Coddington was born to hotelier parents on the island of Anglesey, Wales, in 1941 – a million miles away from both the perfumed salons of couture and the ruthless and highly competitive business of the fashion business. A gangly, nervy, pale-skinned schoolgirl, convent-educated, she subscribed to Vogue and ran up her own outfits on a Singer sewing machine. She moved to London, enrolled at modelling school (at that point “teaching” involved learning etiquette, even how to curtsy), but her big break was winning the Vogue model competition.
Today, stylists are integral to the image-making of fashion. But back then the model (hauling around a bag of clothes, girdles and wigs) and the photographer were the image producers. Old photographs of Coddington in British Vogue show the long-limbed, ethereal-looking beauty showing off the designs of the day. Coddington recounts those years with a warmth and still rather wide-eyed surprise at how she, the shy Welsh girl, made it, before a horrendous car crash put a stop to her burgeoning career. The incident sliced open her eyelid, and the scarring can still be seen in slight relief.
So at the age of 28 she was interviewed by British Vogue’s editor, Beatrix Miller, and was employed as a junior fashion editor. She worked with the greats – Helmut Newton, David Bailey, Norman Parkinson, Sarah Moon – creating daring, ground-breaking shoots, which were weeks in preparation and days in actual shooting. Like working on the set of a film, the crew became characters living out a narrative.
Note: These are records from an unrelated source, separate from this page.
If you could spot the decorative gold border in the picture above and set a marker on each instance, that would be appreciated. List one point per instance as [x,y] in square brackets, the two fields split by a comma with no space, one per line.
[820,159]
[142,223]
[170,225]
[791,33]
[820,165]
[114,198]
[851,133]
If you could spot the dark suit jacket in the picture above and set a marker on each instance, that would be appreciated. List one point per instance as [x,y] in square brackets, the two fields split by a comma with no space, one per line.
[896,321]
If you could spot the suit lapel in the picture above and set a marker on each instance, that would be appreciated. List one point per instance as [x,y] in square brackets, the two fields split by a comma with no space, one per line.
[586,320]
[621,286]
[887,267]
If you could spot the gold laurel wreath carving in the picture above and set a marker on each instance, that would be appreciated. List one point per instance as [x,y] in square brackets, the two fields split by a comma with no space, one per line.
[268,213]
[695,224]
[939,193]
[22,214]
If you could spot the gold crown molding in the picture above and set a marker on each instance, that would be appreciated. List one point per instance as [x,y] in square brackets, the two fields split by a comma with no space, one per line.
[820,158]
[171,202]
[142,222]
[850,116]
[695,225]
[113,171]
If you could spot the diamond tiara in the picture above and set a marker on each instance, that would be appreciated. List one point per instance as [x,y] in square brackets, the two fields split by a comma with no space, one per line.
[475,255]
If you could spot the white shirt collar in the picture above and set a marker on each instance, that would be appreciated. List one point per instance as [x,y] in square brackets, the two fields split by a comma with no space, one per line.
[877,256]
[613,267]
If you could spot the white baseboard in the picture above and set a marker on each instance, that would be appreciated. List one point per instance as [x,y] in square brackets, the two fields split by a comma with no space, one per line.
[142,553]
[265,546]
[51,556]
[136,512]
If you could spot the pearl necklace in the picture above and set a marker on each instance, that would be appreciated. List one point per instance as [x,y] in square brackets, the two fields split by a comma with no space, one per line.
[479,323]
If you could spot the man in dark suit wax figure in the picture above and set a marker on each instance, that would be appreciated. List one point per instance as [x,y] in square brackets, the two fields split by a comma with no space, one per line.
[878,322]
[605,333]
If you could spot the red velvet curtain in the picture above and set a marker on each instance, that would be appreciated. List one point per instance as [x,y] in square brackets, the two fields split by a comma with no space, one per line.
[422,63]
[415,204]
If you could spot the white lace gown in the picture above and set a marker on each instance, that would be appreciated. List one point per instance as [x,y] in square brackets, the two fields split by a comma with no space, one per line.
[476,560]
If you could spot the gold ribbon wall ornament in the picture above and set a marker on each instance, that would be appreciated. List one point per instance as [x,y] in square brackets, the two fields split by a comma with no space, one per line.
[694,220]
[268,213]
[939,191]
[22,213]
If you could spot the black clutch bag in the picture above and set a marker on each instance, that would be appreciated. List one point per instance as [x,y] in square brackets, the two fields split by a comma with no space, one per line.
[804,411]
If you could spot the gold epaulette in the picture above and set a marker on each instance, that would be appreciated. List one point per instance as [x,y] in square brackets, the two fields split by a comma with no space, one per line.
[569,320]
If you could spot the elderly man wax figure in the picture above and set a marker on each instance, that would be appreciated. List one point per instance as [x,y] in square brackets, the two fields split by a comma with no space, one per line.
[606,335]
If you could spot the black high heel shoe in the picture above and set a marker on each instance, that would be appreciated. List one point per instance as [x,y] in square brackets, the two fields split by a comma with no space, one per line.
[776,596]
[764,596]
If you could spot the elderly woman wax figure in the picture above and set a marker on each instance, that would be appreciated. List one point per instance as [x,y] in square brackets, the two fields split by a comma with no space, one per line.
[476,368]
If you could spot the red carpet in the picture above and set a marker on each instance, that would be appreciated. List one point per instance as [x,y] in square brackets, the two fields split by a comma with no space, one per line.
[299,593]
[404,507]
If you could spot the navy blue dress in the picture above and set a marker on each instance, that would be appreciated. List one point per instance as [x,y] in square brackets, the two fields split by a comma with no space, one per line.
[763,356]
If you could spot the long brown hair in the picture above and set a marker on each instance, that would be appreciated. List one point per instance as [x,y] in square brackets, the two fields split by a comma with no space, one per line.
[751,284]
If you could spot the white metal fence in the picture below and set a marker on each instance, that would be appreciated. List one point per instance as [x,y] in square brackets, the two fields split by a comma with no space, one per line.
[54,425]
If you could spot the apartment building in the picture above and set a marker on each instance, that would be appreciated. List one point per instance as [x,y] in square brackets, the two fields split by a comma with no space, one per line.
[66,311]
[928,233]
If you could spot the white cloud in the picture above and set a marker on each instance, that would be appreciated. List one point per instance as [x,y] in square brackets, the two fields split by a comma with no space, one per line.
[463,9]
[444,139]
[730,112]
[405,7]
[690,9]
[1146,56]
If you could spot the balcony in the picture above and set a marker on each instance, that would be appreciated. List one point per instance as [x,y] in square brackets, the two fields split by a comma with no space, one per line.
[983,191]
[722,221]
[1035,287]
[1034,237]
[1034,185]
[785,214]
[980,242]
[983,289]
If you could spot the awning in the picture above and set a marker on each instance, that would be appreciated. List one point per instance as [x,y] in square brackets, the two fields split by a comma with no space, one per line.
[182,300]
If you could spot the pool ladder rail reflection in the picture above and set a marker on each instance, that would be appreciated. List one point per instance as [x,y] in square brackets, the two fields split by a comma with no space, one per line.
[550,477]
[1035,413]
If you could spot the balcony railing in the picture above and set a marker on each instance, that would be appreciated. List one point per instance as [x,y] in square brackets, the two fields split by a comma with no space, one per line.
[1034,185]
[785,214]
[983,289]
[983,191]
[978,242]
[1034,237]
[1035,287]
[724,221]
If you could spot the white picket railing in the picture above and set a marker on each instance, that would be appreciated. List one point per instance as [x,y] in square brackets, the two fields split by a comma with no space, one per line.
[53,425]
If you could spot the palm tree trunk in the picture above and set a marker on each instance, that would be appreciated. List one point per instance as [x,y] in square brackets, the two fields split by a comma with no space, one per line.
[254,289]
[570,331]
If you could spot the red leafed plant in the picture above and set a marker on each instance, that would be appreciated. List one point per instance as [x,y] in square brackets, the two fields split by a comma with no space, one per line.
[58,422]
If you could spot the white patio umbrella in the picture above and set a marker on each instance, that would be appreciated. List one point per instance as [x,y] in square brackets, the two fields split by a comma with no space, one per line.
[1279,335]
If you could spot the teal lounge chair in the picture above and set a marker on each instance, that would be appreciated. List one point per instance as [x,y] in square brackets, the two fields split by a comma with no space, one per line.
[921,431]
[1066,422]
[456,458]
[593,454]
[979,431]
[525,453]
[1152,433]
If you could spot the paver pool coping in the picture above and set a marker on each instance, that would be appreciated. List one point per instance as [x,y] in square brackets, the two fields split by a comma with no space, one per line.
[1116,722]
Coddington then joined American Vogue to work under Anna Wintour in July 1988, substantially upgrading her income and style of living – although The September Issue reveals she is happiest with her cats, an unpretentious minimalist, monochrome wardrobe, her partner Didier Malige and a pile of books.
So Wintour and Coddington have shared the best part of a working lifetime together. In The September Issue, we see their shorthand banter, the facial expressions which often say more than words, and we see both thinking on their feet. When Wintour kills a shoot about the colour blocking trend that had been assigned to the browbeaten contributing editor Edward Enninful, Coddington is empathetic, but warns, “You’ve got to be tougher… Don’t be nice. Even to me. Honestly, because you’ll lose.” And just before the September issue goes to press, we see Coddington, less crestfallen, reshooting that colour blocking story on Wintour’s orders, turning it around in a day. The editorial is a vision of dynamic fashion: the model jumps, laughs, plays. Just as ideas are running thin, Coddington pulls in the documentary’s cameraman, Bob Richman, asking him to jump into shot, his belly popping out in a rotund mound next to the svelte model. It reverberates with the Sixties – with David Hemmings in Blow-Up, the graphic style, the exuberance – and it’s a true winner.